Look for the famous "floating" Torii gate at the Itsukushima Shrine on the island of Miyama. The gate, believed to mark the boundary between the human and spirit worlds, only appears to float when the tides are high. At low tide, you can walk out to the Torii, which stands about 54 feet tall. If you visit, plan to stay in a ryokan, a Japanese-style inn that offers futon beds, tatami floors and meals made from local and seasonal foods.

Guntû Hotel

Board a "floating hotel"—the guntu, a luxury ship—and cruise the Seto Inland Sea.
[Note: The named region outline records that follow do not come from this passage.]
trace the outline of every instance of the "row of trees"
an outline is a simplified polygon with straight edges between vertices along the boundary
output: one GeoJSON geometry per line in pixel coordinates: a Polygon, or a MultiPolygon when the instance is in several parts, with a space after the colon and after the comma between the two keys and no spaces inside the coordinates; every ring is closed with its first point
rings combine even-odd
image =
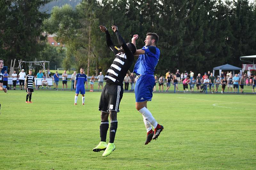
{"type": "Polygon", "coordinates": [[[161,52],[156,68],[158,74],[177,68],[202,73],[227,63],[241,67],[239,57],[256,54],[256,3],[248,0],[84,0],[74,9],[68,5],[55,7],[50,18],[37,10],[50,1],[29,3],[28,11],[36,11],[36,15],[21,15],[23,11],[19,8],[23,6],[8,4],[11,1],[0,3],[7,7],[0,11],[0,30],[3,30],[0,35],[4,36],[0,39],[0,50],[4,57],[40,56],[44,48],[37,46],[44,43],[36,40],[43,40],[38,33],[46,31],[56,34],[56,40],[65,44],[62,64],[66,68],[85,67],[88,75],[97,74],[107,70],[114,57],[98,26],[105,25],[111,31],[112,24],[118,26],[127,42],[138,34],[138,48],[144,45],[147,32],[157,33],[161,52]],[[30,32],[30,35],[21,36],[22,31],[30,32]]]}

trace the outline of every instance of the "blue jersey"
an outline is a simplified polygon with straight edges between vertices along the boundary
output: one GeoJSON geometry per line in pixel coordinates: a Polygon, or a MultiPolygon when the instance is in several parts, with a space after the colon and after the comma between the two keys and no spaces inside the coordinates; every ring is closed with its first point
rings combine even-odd
{"type": "Polygon", "coordinates": [[[87,81],[87,76],[85,74],[78,73],[76,77],[76,88],[84,89],[84,81],[87,81]]]}
{"type": "Polygon", "coordinates": [[[144,46],[141,49],[145,51],[145,54],[139,56],[133,72],[139,75],[154,76],[155,68],[159,60],[160,50],[155,46],[144,46]]]}

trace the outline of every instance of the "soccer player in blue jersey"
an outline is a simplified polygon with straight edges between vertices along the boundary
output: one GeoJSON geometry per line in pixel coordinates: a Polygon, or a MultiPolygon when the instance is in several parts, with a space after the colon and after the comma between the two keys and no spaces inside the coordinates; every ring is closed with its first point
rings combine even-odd
{"type": "MultiPolygon", "coordinates": [[[[138,36],[138,35],[133,35],[135,36],[138,36]]],[[[164,129],[164,127],[157,123],[147,106],[147,102],[151,101],[153,96],[152,92],[155,85],[155,68],[160,55],[160,50],[156,47],[159,38],[156,33],[147,33],[144,41],[145,46],[140,49],[137,50],[134,53],[135,55],[140,55],[133,72],[140,75],[136,82],[134,91],[136,109],[142,115],[147,129],[145,145],[148,144],[152,139],[156,139],[164,129]],[[152,126],[155,129],[154,132],[152,130],[152,126]]],[[[132,41],[132,43],[135,44],[132,41]]]]}
{"type": "Polygon", "coordinates": [[[78,98],[78,95],[80,93],[82,95],[82,104],[84,105],[84,94],[85,90],[84,89],[84,81],[86,83],[86,89],[88,88],[87,83],[87,76],[84,74],[84,68],[80,69],[80,73],[76,74],[76,80],[75,81],[74,87],[76,89],[76,96],[75,96],[75,105],[76,105],[76,101],[78,98]]]}

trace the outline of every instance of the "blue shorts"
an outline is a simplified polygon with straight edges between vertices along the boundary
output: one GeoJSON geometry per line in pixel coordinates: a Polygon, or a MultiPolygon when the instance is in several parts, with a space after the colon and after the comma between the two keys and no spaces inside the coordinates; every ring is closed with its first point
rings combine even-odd
{"type": "Polygon", "coordinates": [[[84,95],[85,93],[85,89],[84,89],[84,88],[76,87],[76,94],[79,94],[79,92],[81,94],[84,95]]]}
{"type": "Polygon", "coordinates": [[[155,77],[152,75],[141,75],[135,84],[134,91],[136,102],[151,101],[153,96],[155,77]]]}

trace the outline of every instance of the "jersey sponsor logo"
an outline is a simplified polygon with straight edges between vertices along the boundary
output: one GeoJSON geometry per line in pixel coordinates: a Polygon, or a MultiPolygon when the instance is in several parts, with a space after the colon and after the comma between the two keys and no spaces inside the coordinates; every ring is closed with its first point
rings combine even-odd
{"type": "Polygon", "coordinates": [[[114,105],[113,104],[109,104],[109,109],[113,109],[114,105]]]}

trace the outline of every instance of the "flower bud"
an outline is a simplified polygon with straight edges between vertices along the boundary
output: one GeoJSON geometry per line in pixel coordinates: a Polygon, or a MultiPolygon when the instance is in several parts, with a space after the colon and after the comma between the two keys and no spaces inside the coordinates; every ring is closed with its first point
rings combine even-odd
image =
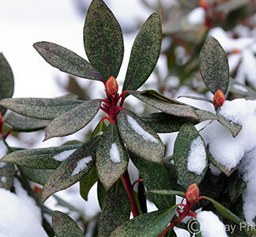
{"type": "Polygon", "coordinates": [[[226,99],[224,94],[220,89],[217,90],[213,97],[213,105],[215,110],[216,111],[218,107],[221,107],[225,100],[226,99]]]}
{"type": "Polygon", "coordinates": [[[119,91],[119,85],[114,77],[108,78],[105,84],[107,94],[112,96],[115,96],[119,91]]]}
{"type": "Polygon", "coordinates": [[[191,184],[186,191],[186,199],[188,202],[193,202],[199,196],[199,189],[196,183],[191,184]]]}

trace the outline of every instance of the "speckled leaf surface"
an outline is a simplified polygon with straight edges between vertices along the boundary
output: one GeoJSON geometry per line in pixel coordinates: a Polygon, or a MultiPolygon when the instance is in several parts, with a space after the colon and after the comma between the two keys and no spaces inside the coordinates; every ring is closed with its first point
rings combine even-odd
{"type": "MultiPolygon", "coordinates": [[[[0,100],[13,96],[14,88],[12,70],[2,53],[0,53],[0,100]]],[[[2,115],[6,110],[0,107],[2,115]]]]}
{"type": "Polygon", "coordinates": [[[201,77],[209,90],[215,94],[220,89],[226,93],[229,83],[228,57],[220,43],[209,36],[199,55],[201,77]]]}
{"type": "Polygon", "coordinates": [[[121,179],[107,192],[98,224],[98,236],[109,237],[118,226],[129,220],[130,204],[121,179]]]}
{"type": "Polygon", "coordinates": [[[198,119],[198,115],[194,113],[194,109],[191,106],[175,104],[173,103],[163,101],[152,95],[143,93],[143,92],[129,91],[128,92],[137,99],[151,105],[162,112],[174,116],[198,119]]]}
{"type": "Polygon", "coordinates": [[[72,134],[85,126],[97,114],[100,100],[85,101],[58,116],[46,127],[45,139],[72,134]]]}
{"type": "Polygon", "coordinates": [[[85,237],[85,234],[76,222],[65,213],[55,211],[51,222],[57,237],[85,237]]]}
{"type": "Polygon", "coordinates": [[[24,166],[19,166],[18,168],[21,175],[26,177],[26,179],[41,185],[45,185],[55,171],[54,170],[32,169],[24,166]]]}
{"type": "MultiPolygon", "coordinates": [[[[139,170],[144,185],[150,190],[171,190],[174,188],[173,179],[164,164],[156,164],[137,157],[129,153],[133,163],[139,170]]],[[[164,197],[149,194],[152,201],[159,209],[171,208],[175,204],[175,196],[164,197]]]]}
{"type": "Polygon", "coordinates": [[[99,139],[100,137],[95,137],[84,143],[58,167],[43,187],[42,201],[76,183],[90,171],[95,163],[99,139]]]}
{"type": "Polygon", "coordinates": [[[162,43],[161,13],[150,15],[134,40],[122,91],[137,90],[149,78],[159,58],[162,43]]]}
{"type": "Polygon", "coordinates": [[[50,42],[38,42],[34,47],[52,66],[73,76],[103,81],[100,73],[85,59],[74,52],[50,42]]]}
{"type": "Polygon", "coordinates": [[[13,164],[6,164],[0,168],[0,188],[9,190],[13,187],[15,168],[13,164]]]}
{"type": "Polygon", "coordinates": [[[0,105],[16,113],[40,119],[53,119],[82,103],[82,100],[45,98],[13,98],[0,100],[0,105]]]}
{"type": "Polygon", "coordinates": [[[34,169],[55,169],[59,166],[61,162],[55,160],[55,156],[65,151],[76,149],[80,146],[80,145],[72,145],[20,150],[9,153],[0,160],[34,169]]]}
{"type": "Polygon", "coordinates": [[[157,134],[132,111],[126,112],[120,111],[118,128],[127,149],[147,160],[163,163],[164,145],[157,134]]]}
{"type": "Polygon", "coordinates": [[[51,120],[28,118],[13,112],[8,113],[4,122],[15,132],[33,132],[44,129],[51,120]]]}
{"type": "Polygon", "coordinates": [[[107,190],[127,168],[128,156],[121,144],[115,123],[110,124],[101,137],[96,165],[99,179],[107,190]]]}
{"type": "Polygon", "coordinates": [[[185,122],[193,122],[197,124],[198,122],[190,118],[180,118],[166,113],[147,114],[141,116],[147,124],[149,125],[156,133],[173,133],[179,131],[179,129],[185,122]]]}
{"type": "Polygon", "coordinates": [[[186,123],[182,126],[175,142],[173,158],[176,168],[176,174],[184,189],[186,189],[192,183],[199,185],[207,171],[208,159],[206,152],[206,166],[201,175],[197,175],[187,170],[187,158],[190,152],[192,141],[199,136],[199,133],[193,124],[186,123]]]}
{"type": "Polygon", "coordinates": [[[120,25],[102,0],[92,0],[84,27],[84,44],[92,65],[105,81],[119,74],[123,57],[120,25]]]}
{"type": "Polygon", "coordinates": [[[171,221],[177,206],[141,215],[118,227],[111,237],[153,237],[160,234],[171,221]]]}

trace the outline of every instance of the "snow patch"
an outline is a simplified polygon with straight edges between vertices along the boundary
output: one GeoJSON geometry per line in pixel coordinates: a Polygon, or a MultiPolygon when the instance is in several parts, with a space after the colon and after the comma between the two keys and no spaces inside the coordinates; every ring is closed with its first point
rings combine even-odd
{"type": "Polygon", "coordinates": [[[82,171],[84,169],[87,167],[87,165],[92,160],[92,156],[87,156],[85,158],[78,160],[77,167],[73,171],[71,175],[73,176],[79,174],[81,171],[82,171]]]}
{"type": "Polygon", "coordinates": [[[187,157],[187,170],[200,175],[206,167],[205,144],[200,136],[192,141],[190,155],[187,157]]]}
{"type": "Polygon", "coordinates": [[[154,137],[152,135],[151,135],[150,134],[149,134],[148,132],[146,132],[134,118],[132,118],[130,115],[127,115],[127,120],[130,126],[132,127],[132,129],[137,134],[141,135],[144,140],[150,142],[158,143],[157,139],[154,137]]]}
{"type": "Polygon", "coordinates": [[[111,160],[114,163],[119,163],[121,162],[120,160],[120,154],[119,154],[119,147],[118,145],[114,142],[111,145],[111,148],[109,151],[109,154],[111,156],[111,160]]]}
{"type": "Polygon", "coordinates": [[[202,237],[228,237],[224,224],[211,211],[203,211],[197,215],[202,237]]]}
{"type": "Polygon", "coordinates": [[[214,121],[201,134],[214,160],[230,171],[239,164],[246,152],[256,146],[256,101],[226,100],[220,114],[242,125],[240,133],[234,138],[224,126],[214,121]]]}
{"type": "Polygon", "coordinates": [[[64,151],[53,156],[53,159],[58,161],[63,161],[69,157],[76,149],[64,151]]]}

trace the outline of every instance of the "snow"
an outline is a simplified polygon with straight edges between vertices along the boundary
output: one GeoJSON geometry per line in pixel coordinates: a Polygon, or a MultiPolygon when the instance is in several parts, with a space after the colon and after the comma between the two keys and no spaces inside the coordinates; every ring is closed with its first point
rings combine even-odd
{"type": "Polygon", "coordinates": [[[112,143],[112,145],[111,145],[111,149],[109,151],[109,154],[110,154],[111,160],[114,163],[121,162],[119,147],[117,146],[117,145],[115,142],[112,143]]]}
{"type": "Polygon", "coordinates": [[[14,181],[17,195],[0,189],[0,236],[47,237],[41,225],[40,209],[25,193],[17,180],[14,181]]]}
{"type": "Polygon", "coordinates": [[[77,167],[73,171],[71,175],[73,176],[79,174],[81,171],[82,171],[84,169],[87,167],[87,164],[92,160],[92,156],[87,156],[85,158],[78,160],[77,167]]]}
{"type": "Polygon", "coordinates": [[[187,15],[187,21],[191,24],[200,24],[205,22],[205,11],[202,7],[197,7],[187,15]]]}
{"type": "Polygon", "coordinates": [[[130,126],[132,127],[132,129],[139,135],[141,135],[144,140],[153,142],[153,143],[158,143],[158,141],[156,137],[154,137],[152,135],[146,132],[138,123],[130,115],[127,115],[127,120],[130,124],[130,126]]]}
{"type": "Polygon", "coordinates": [[[203,211],[197,215],[202,237],[228,237],[224,224],[211,211],[203,211]]]}
{"type": "Polygon", "coordinates": [[[58,155],[55,155],[53,156],[53,158],[58,161],[63,161],[65,160],[67,157],[69,157],[76,149],[71,149],[68,151],[64,151],[60,152],[58,155]]]}
{"type": "Polygon", "coordinates": [[[236,99],[226,100],[220,114],[228,120],[242,125],[234,138],[231,133],[214,121],[201,134],[216,161],[228,171],[236,167],[244,154],[256,146],[256,101],[236,99]]]}
{"type": "Polygon", "coordinates": [[[187,157],[187,170],[200,175],[206,167],[206,152],[201,136],[192,141],[187,157]]]}

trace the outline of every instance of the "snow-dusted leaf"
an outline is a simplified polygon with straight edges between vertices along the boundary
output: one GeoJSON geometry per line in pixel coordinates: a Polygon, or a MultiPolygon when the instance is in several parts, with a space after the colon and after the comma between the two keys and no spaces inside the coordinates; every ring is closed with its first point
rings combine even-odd
{"type": "Polygon", "coordinates": [[[85,234],[68,215],[55,211],[51,216],[52,227],[57,237],[84,237],[85,234]]]}
{"type": "Polygon", "coordinates": [[[55,192],[76,183],[90,171],[95,162],[99,139],[100,137],[95,137],[81,145],[58,167],[44,186],[43,201],[55,192]]]}
{"type": "Polygon", "coordinates": [[[32,169],[24,166],[18,166],[18,168],[26,179],[41,185],[45,185],[55,171],[54,170],[32,169]]]}
{"type": "MultiPolygon", "coordinates": [[[[129,152],[147,190],[166,190],[174,186],[173,179],[163,164],[147,161],[129,152]]],[[[149,194],[152,201],[159,209],[171,207],[175,203],[174,196],[164,197],[149,194]]]]}
{"type": "Polygon", "coordinates": [[[175,142],[173,158],[178,179],[185,189],[201,182],[208,159],[204,141],[193,124],[182,126],[175,142]]]}
{"type": "Polygon", "coordinates": [[[199,55],[201,77],[209,90],[215,94],[220,89],[224,94],[229,83],[228,57],[220,43],[209,36],[199,55]]]}
{"type": "Polygon", "coordinates": [[[98,236],[109,237],[118,226],[130,219],[130,204],[121,179],[107,192],[98,224],[98,236]]]}
{"type": "Polygon", "coordinates": [[[129,110],[120,111],[118,127],[127,149],[147,160],[163,163],[164,145],[157,134],[129,110]]]}
{"type": "Polygon", "coordinates": [[[100,100],[85,101],[58,116],[47,126],[45,139],[72,134],[85,126],[99,111],[100,100]]]}
{"type": "MultiPolygon", "coordinates": [[[[13,94],[14,81],[12,70],[2,53],[0,53],[0,100],[10,98],[13,94]]],[[[2,115],[6,110],[0,107],[2,115]]]]}
{"type": "Polygon", "coordinates": [[[34,169],[55,169],[62,161],[80,146],[80,145],[72,145],[20,150],[9,153],[0,161],[13,163],[34,169]]]}
{"type": "Polygon", "coordinates": [[[128,91],[128,92],[162,112],[175,116],[187,117],[198,120],[198,115],[194,113],[194,109],[191,106],[179,104],[172,100],[164,101],[156,96],[145,92],[128,91]]]}
{"type": "Polygon", "coordinates": [[[15,168],[13,164],[0,167],[0,188],[9,190],[13,187],[15,168]]]}
{"type": "Polygon", "coordinates": [[[13,131],[16,132],[33,132],[44,129],[51,120],[27,118],[15,113],[8,113],[4,122],[10,126],[13,131]]]}
{"type": "Polygon", "coordinates": [[[147,19],[134,40],[122,91],[137,90],[149,78],[159,58],[162,43],[161,13],[147,19]]]}
{"type": "Polygon", "coordinates": [[[111,237],[128,236],[157,236],[171,221],[175,215],[177,206],[152,212],[137,216],[118,227],[111,234],[111,237]]]}
{"type": "Polygon", "coordinates": [[[121,143],[115,123],[108,126],[96,151],[96,165],[99,179],[106,190],[126,171],[128,156],[121,143]]]}
{"type": "Polygon", "coordinates": [[[53,119],[82,103],[82,100],[45,98],[13,98],[0,100],[0,105],[16,113],[40,119],[53,119]]]}
{"type": "Polygon", "coordinates": [[[84,44],[92,65],[105,81],[119,74],[123,57],[121,27],[102,0],[93,0],[88,9],[84,27],[84,44]]]}
{"type": "Polygon", "coordinates": [[[73,76],[104,81],[100,73],[85,59],[74,52],[50,42],[38,42],[33,47],[46,62],[73,76]]]}

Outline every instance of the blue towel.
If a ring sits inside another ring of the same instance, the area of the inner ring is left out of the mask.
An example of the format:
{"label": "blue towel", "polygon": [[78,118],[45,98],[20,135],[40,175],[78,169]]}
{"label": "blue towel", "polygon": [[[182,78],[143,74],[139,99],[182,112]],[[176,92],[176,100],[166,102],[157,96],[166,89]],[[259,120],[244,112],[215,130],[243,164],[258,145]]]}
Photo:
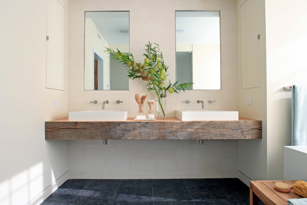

Guests who book one of its 19 Japanese-style cabins can enjoy a communal bath, sushi bar, tearoom, sauna, gym and other amenities, or opt to disembark, as they cruise from island to island, for morning walks, moon-viewings and other activities, depending on the season.

Dogo-onsen Hot Springs

Enter the communal bathhouse at Dogo-onsen, in the Ehime prefecture, and immerse yourself in the 3,000-year-old springs. A watchtower with red glass windows stands atop the wooden structure, which dates back to 1894. After you’ve soaked and enjoyed some tea, catch a rickshaw to shop for souvenirs or dine in the surrounding neighborhood. A museum, shrine and temple are a short walk or bus ride away.

Naoshima Island Pumpkin

A large, red pumpkin on Naoshima represents how nature and art meet on this remote island, one of 3,000 in the Seto Inland Sea. (Kids and adults can go inside the pumpkin, which lights up at night.) All the structures on this art-inspired island are either built into the earth or designed to blend with the landscape. Visitors can also see artwork by Claude Monet, Walter De Maria and others in Naoshima's Chichu Art Museum, or stay in the Benesse House, which is a combination hotel and contemporary art museum. Photo by Daisuke Aochi. Red pumpkin, Yayoi Kusamu, 2006 Naoshima Miyanoura Port Square

Rabbit Island

Animal lovers, don't miss Rabbit Island, accessible by ferry from Hiroshima. Poison gas was produced on the island during World War II, but today, hundreds of wild hares scamper through the woods, and they're considered symbols of safe childbirth and the blessings of numerous children. There are no predators around to eliminate the bountiful bunnies, which may have descended from a few introduced by children in 1971. After you’ve Instagrammed your way through the hoppity herds, head to the beach, play tennis at the island resort or soak in the hot springs.